1 Introduction

In the discipline of information science and technology, as one of the information systems frontiers, computer vision enables computers to interpret the content of pictures captured by cameras (Turban et al. 2005). A considerable interest in computer vision has been witnessed in past decades (Li et al. 2007; Xu 1999, 2006; Zhou et al. 2003, 2007). Examples of applications of computer vision systems include systems controlling processes, event detection, information organizing, objects modeling, etc (Bennett et al. 2008; Juang and Chen 2008; Kerner et al. 2004; Wei et al. 2006). Object recognition is one of sub-domains of computer vision. Accurate moving object recognition from a video sequence is an interesting topic with applications in various areas such as video monitoring, intelligent highway, intrusion surveillance, airport safety, etc (Hsu and Wallace 2007). In recent years moving object recognition has been considered as one of the most interesting and challenging areas in computer vision and pattern recognition.

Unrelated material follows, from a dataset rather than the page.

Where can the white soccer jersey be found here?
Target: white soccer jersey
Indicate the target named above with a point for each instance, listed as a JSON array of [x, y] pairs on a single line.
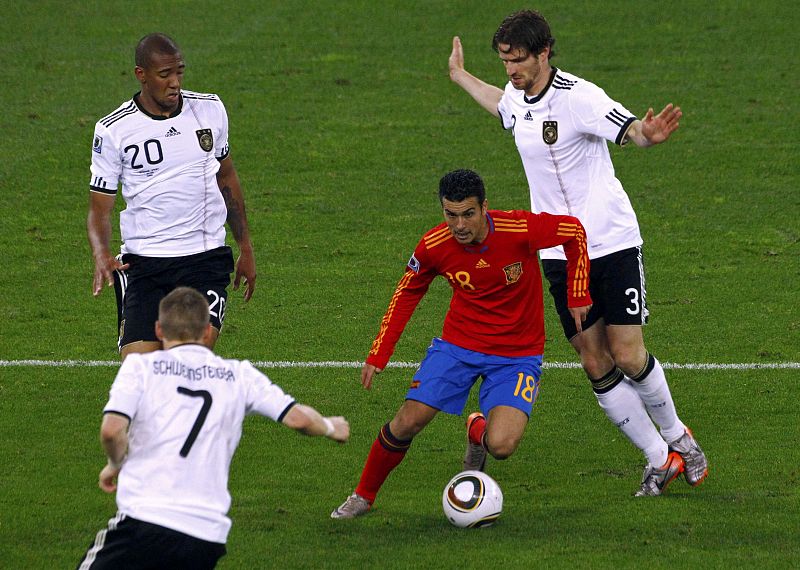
[[167, 167], [561, 136], [186, 406]]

In last few years, researchers have proposed a variety of methodologies for moving object detection and classification, most of them are based on shape and motion features. For example, an end-to-end method for extracting moving targets from a real-time video stream has been presented by Lipton et al. (1998). This method is applicable to human and vehicle classification with shapes that are remarkably different. Synergies between the recognition and tracking processes for autonomous vehicle driving have also been studied (Foresti et al. 1999). The attention on object recognition has been focused on specific parts of the visual signal and assigning them with symbolic meanings. Vehicles are modeled as rectangular patches with certain dynamic behavior (Gupte et al. 2002). The proposed method is based on the establishment of correspondences between regions and vehicles as the vehicles move through the image sequence. An object classification approach that uses parameterized 3-D models has been described by Koller et al. (1993). The system uses a 3-D polyhedral model to classify vehicles in a traffic sequence. Petrovic and Cootes (2004) extract gradient features from reference patches in images of car fronts and recognition is performed in two stages. Gradient-based feature vectors are used to produce a ranked list of possible candidate classes. The result is then refined by using a novel match refinement algorithm. There are many other moving objects classification methods based on multi-feature fusion (Lin and Bhanu 2005; Sullivan et al. 1997; Surendra et al. 2006; Takano et al. 1998; Zanin et al. 2003).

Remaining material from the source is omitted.